Ron DeSantis fait « du Trump à la place de Trump ». Drôle de formule… Mais sur quoi est-elle calquée ? On entend, en filigrane, qu’il veut être calife à la place du calife. Écoutez les explications d'Yvan Amar dans cette chronique, avec sa transcription.
Le mot de l'actualité avec la délégation à la langue française du ministère de la Culture. Yvan Amar.
Ron DeSantis, le Républicain qui veut « faire du Trump à la place de Trump ». Ah voilà une formule ironique, bien sûr. Je l'ai entendu sur RFI en fait. Bon, elle est relativement peu aimable pour qualifier l'image qui est en train de se construire. Le gouverneur de Floride, qui cache de moins en moins ses intentions de se présenter à l'élection présidentielle américaine en représentant le Parti républicain. Mais cette formule « faire du Trump à la place de Trump », elle est intéressante parce que par derrière, elle reprend une phrase bien connue depuis quelques dizaines d'années. Si DeSantis veut « faire du Trump à la place de Trump », c'est qu'il veut être calife à la place du calife. Justement, c'est une phrase courante et ironique pour pointer du doigt l'ambition en général maladroite et voyante de quelqu'un qui vise un poste ou un avantage. Et c'est cette formule qu'on entend en filigrane qu'on entend par derrière.

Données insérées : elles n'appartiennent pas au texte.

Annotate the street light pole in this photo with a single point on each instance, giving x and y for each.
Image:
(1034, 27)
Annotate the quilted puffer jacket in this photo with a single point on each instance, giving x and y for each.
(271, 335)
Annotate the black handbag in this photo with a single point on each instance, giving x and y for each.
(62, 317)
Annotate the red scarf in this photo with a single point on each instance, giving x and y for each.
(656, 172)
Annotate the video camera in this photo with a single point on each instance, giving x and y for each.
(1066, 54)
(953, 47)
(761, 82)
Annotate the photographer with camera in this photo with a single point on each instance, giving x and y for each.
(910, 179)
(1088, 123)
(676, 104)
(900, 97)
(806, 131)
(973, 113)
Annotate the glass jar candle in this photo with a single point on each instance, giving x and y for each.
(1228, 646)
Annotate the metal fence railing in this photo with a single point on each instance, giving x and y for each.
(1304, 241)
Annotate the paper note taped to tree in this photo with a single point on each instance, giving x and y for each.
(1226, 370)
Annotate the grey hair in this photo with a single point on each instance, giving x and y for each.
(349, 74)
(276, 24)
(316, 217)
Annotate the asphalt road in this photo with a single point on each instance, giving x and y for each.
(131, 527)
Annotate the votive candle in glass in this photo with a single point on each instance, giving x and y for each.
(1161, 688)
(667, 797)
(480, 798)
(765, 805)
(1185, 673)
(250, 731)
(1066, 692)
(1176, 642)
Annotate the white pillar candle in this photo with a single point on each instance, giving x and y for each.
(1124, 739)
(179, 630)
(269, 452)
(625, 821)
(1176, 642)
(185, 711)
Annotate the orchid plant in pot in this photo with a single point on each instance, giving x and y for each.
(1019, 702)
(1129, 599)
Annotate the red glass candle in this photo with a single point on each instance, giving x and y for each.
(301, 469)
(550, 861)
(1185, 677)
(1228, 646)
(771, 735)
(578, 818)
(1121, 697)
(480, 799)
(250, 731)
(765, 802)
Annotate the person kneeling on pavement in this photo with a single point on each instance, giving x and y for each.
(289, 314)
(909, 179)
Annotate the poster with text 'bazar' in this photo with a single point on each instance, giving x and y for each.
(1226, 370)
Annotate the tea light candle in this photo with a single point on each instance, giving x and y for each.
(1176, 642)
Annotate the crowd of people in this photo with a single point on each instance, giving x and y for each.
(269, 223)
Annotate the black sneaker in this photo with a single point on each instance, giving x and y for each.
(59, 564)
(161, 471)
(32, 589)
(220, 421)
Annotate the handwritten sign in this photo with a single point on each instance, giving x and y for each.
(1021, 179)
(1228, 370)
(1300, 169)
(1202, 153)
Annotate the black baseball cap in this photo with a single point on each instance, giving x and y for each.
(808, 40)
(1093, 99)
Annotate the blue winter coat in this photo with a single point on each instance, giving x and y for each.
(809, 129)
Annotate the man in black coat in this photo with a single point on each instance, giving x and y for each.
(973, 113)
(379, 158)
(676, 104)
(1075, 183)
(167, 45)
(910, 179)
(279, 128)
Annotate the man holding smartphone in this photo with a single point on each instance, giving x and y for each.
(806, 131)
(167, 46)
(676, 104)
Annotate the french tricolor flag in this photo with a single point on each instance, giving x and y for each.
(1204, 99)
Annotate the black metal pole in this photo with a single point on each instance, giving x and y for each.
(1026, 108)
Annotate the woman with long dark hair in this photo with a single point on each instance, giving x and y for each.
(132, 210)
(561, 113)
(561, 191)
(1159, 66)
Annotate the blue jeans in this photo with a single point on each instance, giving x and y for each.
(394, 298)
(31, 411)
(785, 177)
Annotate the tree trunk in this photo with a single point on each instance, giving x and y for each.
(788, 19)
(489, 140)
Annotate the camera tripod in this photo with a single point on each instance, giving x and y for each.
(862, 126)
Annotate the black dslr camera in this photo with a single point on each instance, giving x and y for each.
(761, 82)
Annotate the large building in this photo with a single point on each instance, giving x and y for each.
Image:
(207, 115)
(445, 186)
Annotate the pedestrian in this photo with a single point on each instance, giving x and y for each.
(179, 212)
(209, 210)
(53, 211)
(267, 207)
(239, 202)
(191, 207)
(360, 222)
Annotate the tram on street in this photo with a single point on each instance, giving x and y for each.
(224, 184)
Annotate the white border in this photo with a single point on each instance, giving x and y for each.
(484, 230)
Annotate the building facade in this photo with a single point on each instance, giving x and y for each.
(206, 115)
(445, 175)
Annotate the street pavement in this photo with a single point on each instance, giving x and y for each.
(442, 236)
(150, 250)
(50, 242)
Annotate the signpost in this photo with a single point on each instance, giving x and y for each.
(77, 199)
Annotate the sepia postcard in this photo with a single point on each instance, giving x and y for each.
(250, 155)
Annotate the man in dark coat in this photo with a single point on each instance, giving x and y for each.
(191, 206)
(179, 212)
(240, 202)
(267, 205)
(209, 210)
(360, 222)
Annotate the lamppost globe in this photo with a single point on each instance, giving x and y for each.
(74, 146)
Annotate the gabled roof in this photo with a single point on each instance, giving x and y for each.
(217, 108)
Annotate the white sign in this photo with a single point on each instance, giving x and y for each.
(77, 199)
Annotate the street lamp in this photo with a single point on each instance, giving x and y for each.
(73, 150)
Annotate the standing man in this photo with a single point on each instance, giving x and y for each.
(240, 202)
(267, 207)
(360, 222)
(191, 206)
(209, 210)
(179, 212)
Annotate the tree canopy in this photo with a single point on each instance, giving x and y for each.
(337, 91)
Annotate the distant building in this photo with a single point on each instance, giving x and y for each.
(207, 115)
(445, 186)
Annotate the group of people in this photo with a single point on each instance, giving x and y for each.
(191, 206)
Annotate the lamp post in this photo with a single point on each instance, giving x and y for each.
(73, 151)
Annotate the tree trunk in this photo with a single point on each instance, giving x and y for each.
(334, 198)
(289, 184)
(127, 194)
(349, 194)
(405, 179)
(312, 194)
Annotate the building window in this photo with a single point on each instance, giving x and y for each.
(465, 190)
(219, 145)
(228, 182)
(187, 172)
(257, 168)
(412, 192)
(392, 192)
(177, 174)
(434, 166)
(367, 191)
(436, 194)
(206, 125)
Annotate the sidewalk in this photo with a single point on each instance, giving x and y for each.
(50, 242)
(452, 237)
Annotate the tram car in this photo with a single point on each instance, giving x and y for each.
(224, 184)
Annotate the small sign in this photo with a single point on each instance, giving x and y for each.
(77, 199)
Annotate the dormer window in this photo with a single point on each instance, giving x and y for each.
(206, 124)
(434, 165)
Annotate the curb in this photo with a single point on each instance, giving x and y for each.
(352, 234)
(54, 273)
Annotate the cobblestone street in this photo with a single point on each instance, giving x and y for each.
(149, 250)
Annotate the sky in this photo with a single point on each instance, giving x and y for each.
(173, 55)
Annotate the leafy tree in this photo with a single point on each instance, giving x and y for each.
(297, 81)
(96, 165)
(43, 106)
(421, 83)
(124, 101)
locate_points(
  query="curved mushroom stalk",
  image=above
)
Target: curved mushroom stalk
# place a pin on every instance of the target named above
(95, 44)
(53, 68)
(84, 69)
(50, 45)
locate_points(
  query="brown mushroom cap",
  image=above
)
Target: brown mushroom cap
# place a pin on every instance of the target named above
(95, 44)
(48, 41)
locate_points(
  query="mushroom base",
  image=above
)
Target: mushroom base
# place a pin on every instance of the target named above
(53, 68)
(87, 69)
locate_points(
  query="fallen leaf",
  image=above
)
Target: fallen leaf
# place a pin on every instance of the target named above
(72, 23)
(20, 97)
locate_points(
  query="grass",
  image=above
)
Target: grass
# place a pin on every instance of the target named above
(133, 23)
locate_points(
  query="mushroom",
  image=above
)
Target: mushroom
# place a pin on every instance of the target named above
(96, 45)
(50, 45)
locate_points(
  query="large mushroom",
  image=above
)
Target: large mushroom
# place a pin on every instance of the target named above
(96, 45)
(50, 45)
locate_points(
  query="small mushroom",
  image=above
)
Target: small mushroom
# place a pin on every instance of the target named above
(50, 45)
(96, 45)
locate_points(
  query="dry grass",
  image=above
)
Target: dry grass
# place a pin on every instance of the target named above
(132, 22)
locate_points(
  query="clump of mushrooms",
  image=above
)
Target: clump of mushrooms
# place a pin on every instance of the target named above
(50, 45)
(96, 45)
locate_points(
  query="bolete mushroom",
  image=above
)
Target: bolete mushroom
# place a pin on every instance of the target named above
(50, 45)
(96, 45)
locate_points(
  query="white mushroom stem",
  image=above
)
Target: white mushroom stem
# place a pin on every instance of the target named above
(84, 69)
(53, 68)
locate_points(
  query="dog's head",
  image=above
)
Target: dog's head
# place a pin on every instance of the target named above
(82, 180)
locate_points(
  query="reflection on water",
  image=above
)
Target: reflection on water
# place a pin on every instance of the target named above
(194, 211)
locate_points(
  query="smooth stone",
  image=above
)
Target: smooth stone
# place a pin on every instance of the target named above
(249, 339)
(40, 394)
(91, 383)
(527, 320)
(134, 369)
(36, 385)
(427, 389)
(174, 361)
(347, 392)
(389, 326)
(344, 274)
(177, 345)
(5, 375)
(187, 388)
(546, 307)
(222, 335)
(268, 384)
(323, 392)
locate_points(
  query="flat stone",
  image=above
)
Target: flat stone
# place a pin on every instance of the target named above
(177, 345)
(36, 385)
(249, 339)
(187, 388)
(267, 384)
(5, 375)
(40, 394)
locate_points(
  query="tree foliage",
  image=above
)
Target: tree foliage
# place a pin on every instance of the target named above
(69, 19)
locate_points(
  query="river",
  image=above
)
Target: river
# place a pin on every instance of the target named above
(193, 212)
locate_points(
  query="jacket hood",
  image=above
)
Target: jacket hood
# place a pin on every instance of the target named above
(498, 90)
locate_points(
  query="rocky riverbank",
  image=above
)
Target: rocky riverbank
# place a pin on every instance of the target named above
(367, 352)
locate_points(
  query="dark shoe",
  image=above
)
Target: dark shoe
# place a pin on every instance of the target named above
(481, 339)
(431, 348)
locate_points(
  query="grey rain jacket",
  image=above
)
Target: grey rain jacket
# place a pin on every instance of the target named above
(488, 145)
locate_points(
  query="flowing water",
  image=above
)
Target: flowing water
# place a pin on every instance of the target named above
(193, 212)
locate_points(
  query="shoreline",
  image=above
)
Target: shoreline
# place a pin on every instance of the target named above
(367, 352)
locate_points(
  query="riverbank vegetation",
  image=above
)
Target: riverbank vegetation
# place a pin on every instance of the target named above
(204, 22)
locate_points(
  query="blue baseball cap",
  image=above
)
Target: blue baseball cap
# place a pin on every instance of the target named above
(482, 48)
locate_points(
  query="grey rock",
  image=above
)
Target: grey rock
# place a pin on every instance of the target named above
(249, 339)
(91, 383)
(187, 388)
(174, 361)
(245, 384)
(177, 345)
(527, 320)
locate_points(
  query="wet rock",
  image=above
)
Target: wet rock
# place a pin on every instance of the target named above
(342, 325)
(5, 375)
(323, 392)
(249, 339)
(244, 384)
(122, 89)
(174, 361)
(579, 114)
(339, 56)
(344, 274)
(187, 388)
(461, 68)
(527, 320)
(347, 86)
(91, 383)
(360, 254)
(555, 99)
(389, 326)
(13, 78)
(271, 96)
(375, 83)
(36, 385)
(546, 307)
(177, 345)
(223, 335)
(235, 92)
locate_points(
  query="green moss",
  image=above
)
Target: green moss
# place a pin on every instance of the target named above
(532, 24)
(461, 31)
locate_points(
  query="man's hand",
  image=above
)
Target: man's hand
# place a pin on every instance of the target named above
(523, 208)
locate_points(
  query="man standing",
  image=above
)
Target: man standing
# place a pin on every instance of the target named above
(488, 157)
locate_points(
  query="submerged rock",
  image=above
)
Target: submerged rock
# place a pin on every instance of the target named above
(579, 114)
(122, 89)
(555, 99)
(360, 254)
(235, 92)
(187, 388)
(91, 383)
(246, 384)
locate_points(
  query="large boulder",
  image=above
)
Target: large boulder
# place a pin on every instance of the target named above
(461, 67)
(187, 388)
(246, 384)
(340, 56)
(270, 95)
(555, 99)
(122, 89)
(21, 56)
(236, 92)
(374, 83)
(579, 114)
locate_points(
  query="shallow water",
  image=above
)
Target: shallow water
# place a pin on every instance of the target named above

Alors attention, dans cet exemple, les informations de RFI note que Ron DeSantis n'est pas si ridicule que ça dans ce qui peut apparaître comme une pré-campagne électorale. Et en fait, il prend progressivement la place qui est plus ou moins abandonnée par Donald Trump à cause de ses outrances. Mais attention, quand on dit de quelqu'un « il veut être calife à la place du calife », en général, c'est l'ambition qui est dénoncée. Même pire que l'ambition, c'est l'arrivisme. Au départ, il s'agit plutôt de pointer du doigt un arrivisme au front un peu bas qui vise les honneurs, l'argent, qui souhaite occuper une place qui n'est pas nécessairement méritée et surtout qu'on n'atteint pas vraiment par les voies les plus loyales. Et tout cela nous arrive grâce au succès, ancien maintenant, d'une bande dessinée française dont les personnages font partie de l'imaginaire francophone aujourd'hui. C'est « le petit monde d'Iznogoud ». Et si ce petit monde a eu du succès, cela se mesure à ce que certains traits de ces histoires sont connus de ceux qui ne les ont jamais lu. Peut-être que vous n'avez jamais lu les histoires d'Iznogoud et que vous comprenez cette formule « être calife à la place du calife ».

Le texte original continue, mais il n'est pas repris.